Le moteur de la Hyundai proteste sous mon pied qui appuie encore sur l'accélérateur. Il n'y a toujours personne dans le rétro.

Dois je faire demi tour ?

Je pourrais encore... La route, devant, défile, bordée de feuilles mortes marron, rouille, terre ; le béton au milieu, rougi comme une cicatrice ancienne et toujours inflammée.

Elle veut que je l'accepte, faute de l'approuver.
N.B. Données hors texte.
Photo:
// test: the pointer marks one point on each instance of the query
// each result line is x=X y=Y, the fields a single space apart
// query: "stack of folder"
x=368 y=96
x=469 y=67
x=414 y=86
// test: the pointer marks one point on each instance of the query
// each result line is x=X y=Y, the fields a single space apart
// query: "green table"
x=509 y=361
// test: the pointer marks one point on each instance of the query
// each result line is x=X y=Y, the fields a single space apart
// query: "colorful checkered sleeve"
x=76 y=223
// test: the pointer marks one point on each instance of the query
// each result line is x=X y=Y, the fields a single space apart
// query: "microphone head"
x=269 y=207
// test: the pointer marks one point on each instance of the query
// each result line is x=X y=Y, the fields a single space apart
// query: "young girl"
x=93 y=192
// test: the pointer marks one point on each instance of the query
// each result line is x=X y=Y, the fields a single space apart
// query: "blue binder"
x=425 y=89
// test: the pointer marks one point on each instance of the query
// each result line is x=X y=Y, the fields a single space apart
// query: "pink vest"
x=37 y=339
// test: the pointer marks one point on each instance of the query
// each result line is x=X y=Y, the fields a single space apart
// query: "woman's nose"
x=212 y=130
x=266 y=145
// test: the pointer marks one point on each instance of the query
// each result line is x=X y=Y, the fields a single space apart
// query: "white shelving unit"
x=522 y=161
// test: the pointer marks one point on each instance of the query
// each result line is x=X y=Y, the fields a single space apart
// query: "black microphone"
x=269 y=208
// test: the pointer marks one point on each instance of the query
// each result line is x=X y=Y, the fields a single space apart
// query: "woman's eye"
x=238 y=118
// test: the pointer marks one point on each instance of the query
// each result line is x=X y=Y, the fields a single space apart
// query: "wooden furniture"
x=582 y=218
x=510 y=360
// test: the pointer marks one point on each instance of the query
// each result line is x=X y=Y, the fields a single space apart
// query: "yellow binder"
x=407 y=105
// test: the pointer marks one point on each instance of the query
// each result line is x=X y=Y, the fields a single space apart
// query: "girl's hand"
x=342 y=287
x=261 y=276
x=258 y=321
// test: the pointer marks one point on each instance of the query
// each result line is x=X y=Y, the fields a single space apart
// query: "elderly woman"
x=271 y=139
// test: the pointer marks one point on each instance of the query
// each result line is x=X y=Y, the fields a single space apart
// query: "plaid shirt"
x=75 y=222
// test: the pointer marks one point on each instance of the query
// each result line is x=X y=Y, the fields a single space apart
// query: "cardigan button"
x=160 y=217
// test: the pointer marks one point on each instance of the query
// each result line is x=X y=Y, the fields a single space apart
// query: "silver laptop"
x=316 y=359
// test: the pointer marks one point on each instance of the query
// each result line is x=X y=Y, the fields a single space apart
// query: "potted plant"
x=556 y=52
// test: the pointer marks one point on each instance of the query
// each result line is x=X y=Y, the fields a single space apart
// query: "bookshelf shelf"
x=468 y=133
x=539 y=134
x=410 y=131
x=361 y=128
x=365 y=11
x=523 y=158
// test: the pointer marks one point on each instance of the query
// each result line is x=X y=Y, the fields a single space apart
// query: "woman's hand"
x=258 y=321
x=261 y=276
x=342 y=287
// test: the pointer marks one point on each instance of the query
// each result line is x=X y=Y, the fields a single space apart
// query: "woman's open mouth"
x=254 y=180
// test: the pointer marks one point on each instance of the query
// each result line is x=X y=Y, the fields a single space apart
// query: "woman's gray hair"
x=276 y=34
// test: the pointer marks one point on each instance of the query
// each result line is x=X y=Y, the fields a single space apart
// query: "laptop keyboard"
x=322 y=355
Je peux encore faire demi tour.

Ce qui m'empêche vraiment, là, c'est que je suis même incapable de l'accepter. On n'est pas semblables, elle et moi. Elle a tué deux des nôtres, bordel. J'ai abattu Shane. Oui. Je l'ai fait.  Mais y a rien de comparable ! Ca n'a absolument rien à voir. Elle, elle a exécuté Karen et David. Sur une supposition, l'éventualité qu'ils soient la cause d'une hécatombe à la prison. Shane me menaçait ouvertement. C'était de la légitime défense. Pour une menace imminente et évidente. Karen et David auraient pu s'en remettre. Le massacre n'est pas venu d'eux mais de Patrick. Carol a parié sur l'avenir et elle a perdu. Elle a surtout joué toute seule, un jeu infâme.

*pov Daryl*

"La piste a disparu..."

Le pied sur la banquette, genou contre la portière, je regarde Michonne conduire une seconde avant de me retourner vers la vitre qui fait défiler un coup les champs, un coup les bois.
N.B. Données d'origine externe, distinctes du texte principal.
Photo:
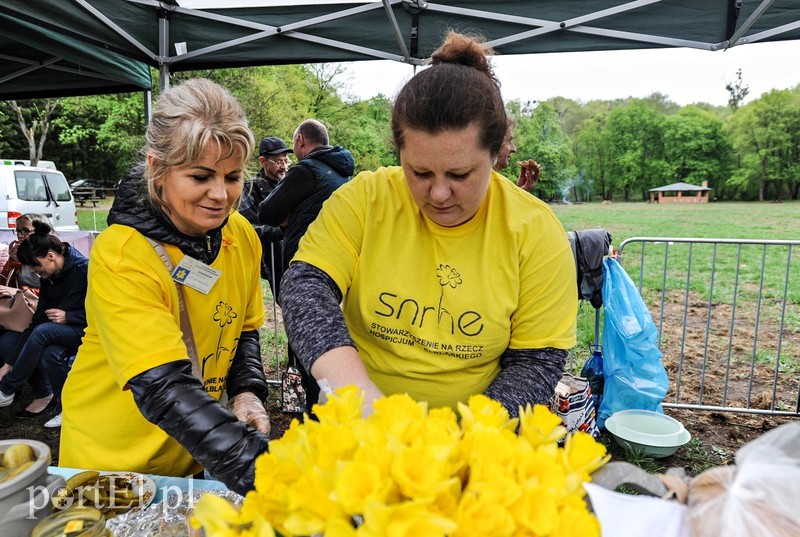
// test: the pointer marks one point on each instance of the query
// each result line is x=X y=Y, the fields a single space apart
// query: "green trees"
x=539 y=136
x=696 y=148
x=766 y=136
x=600 y=150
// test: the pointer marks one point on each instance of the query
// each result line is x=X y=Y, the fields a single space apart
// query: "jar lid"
x=73 y=522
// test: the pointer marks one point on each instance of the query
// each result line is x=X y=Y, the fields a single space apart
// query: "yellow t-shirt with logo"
x=430 y=308
x=133 y=326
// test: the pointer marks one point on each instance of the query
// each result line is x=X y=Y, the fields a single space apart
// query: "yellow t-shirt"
x=430 y=308
x=133 y=326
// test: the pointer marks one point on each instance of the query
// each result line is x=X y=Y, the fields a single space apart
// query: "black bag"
x=589 y=247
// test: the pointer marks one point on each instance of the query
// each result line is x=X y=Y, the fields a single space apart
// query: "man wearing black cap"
x=273 y=156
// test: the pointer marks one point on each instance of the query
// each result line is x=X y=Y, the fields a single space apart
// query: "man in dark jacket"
x=273 y=156
x=297 y=200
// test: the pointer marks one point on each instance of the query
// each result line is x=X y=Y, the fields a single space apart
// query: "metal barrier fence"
x=728 y=315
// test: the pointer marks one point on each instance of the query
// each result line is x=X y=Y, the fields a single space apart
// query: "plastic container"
x=75 y=522
x=647 y=432
x=25 y=499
Le petit cristal vert clair danse entre mes doigts.

Chacun sa quête, sa vengeance, ou son espoir. Je réalise que tous cherchent un refuge, Michonne pour abriter sa rancœur même si elle dit ne plus être en colère, Carol pour cadrer sa stabilité, et Rick pour tout reconstruire. Quant à Y/n...

Y/n se contente de vivre, au jour le jour, tout comme moi. Elle chope toujours le bon côté des choses, sans se laisser envahir par les paquets d'emmerdes qui nous tombent sur le nez à longueur de temps. Et que je me trimbale comme un pauvre con. C'est ça sa force : son optimisme qui me pète les rouleaux. J'ai pas ça, moi. Mais p't être qu'en la côtoyant encore un peu, j'apprendrai à ressentir un poil de son espoir en l'avenir. J'pourrais m'y familiariser, qui sait ? Elle me prend tellement la tête depuis des semaines, putain !

Mais sans elle, sans eux, c'est quoi mon truc à moi ?

Je soupire silencieusement. Le cristal vert d'eau se balade entre mes doigts, comme autonome. Un peu comme mes pensées quand je n'ai rien de plus important à faire.

*pov Rick*

J'ai les yeux qui piquent encore. Comme hier, en supposant ce qui a pu se produire ; comme ce matin, en visualisant, comme si j'y étais, ce qu'il s'est vraiment passé : comment Carol s'y est prise pour commettre son acte odieux. Tout se tient, malgré son maigre gabarit. Elle est forte et a parfaitement pu traîner les corps inertes jusque dans la cour qui n'est qu'à quelques mètres au bout du couloir de leur cellule attitrée.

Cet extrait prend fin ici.